Dot Wordsworth

Marquee

issue 16 February 2019

Ordinarily my husband is punctilious in keeping the pages of the Telegraph straight, especially when it is read by other people (me). ‘It’s all scrunched up,’ he exclaims if even the notoriously loose slip-page in the paper is misaligned. But he shook the sports pages into a toy-boat shape and slapped them against his leg when he read out this sentence: ‘There is a belief that a marquee annual tournament would develop cricket’s following.’

‘Are they going to play it in a tent?’ he cried, knowing they weren’t. The sports pages have imported a peculiar new meaning for marquee. Its classic form is in the phrase marquee signing, which means ‘new star’.

This sense comes from American showbiz. Since the 1920s, marquee has been used there for the canopy over the entrance to a theatre or cinema. It need not have space to allow cars to drive beneath it, as a porte-cochère does.

Anyway the theatrical marquee is where you might have your name in lights, and so a marquee name is that of a star.

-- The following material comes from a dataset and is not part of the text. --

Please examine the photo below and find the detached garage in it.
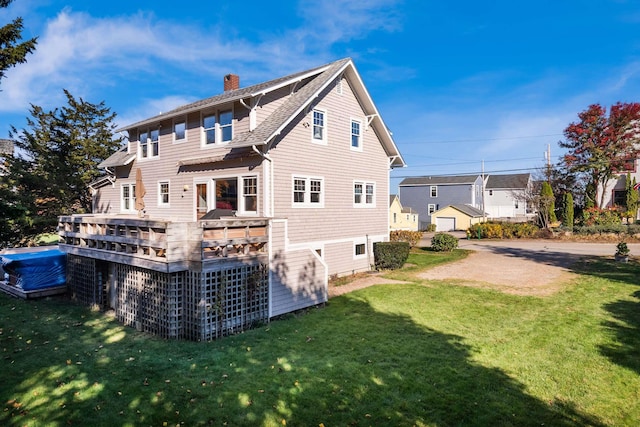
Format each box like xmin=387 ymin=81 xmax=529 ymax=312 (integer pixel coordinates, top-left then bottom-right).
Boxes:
xmin=432 ymin=205 xmax=485 ymax=231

In today’s usage an allied meaning has developed. The Guardian recently referred to Donald Trump’s ‘marquee campaign promise of building a wall along the southern US border’. The promise had been highlighted as if in neon. To those of us for whom marquee speaks of agricultural shows and wet weddings, the Sunset Boulevard connotations remain alien.

But these things solidify over time and meanings become insulated from their origins. We have seen it with boutique, once a small shop (and in the deeper past related to bodega and apothecary, from the ancient Greek apotheke ‘store-house’). In modern times, boutique became a shop with fashionable pretensions, and, from the 1960s, an adjective for the specialised and exclusive, notably boutique hotels.